The Shire of Goulburn was a local government area about 120 km north of Melbourne, the state capital of Victoria, Australia. The shire covered an area of 1016 km2, and existed from 1868 until 1994.

==History==

Goulburn was first incorporated as a road district on 24 November 1868, and became a shire on 24 March 1871. On 16 May 1956, Goulburn annexed land from the Shire of Waranga.

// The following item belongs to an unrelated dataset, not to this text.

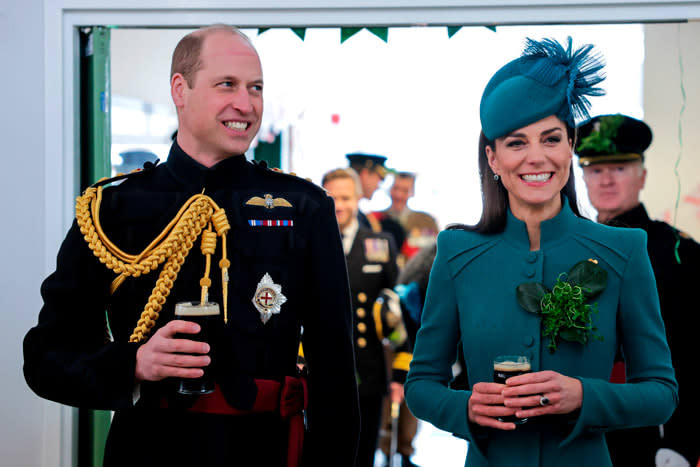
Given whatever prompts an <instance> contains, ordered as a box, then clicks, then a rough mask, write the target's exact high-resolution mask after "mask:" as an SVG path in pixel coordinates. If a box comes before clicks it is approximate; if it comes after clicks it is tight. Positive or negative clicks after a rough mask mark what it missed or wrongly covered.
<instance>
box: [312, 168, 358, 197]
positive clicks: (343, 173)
mask: <svg viewBox="0 0 700 467" xmlns="http://www.w3.org/2000/svg"><path fill="white" fill-rule="evenodd" d="M343 178H345V179H348V178H349V179H350V180H352V182H353V183H354V184H355V194H356V195H357V197H358V198H361V197H362V184H361V183H360V177H358V176H357V172H355V171H354V170H353V169H351V168H350V167H344V168H340V169H333V170H331V171H329V172H326V173H325V174H324V175H323V178H322V179H321V186H323V187H325V186H326V184H327V183H328V182H332V181H333V180H340V179H343Z"/></svg>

On 18 November 1994, the Shire of Goulburn was abolished, and along with the Shires of Euroa and Violet Town, and some neighbouring districts, was merged into the newly created Shire of Strathbogie.

==Wards==

The Shire of Goulburn was divided into three ridings on 16 May 1956, each of which elected three councillors:
- Central Riding
- East Riding
- North Riding

==Towns and localities==
- Goulburn Weir
- Graytown
- Locksley
- Longwood
- Mitchellstown
- Moorilim
- Nagambie*
- Ruffy
- Tabilk
- Tarcombe
- Wahring

- Council seat.

==Population==

| Year | Population |
|---|---|
| 1954 | 1,760 |
| 1958 | 2,200* |
| 1961 | 1,900 |
| 1966 | 1,837 |
| 1971 | 2,004 |
| 1976 | 2,060 |
| 1981 | 2,113 |
| 1986 | 2,205 |
| 1991 | 2,535 |

- Estimate in the 1958 Victorian Year Book.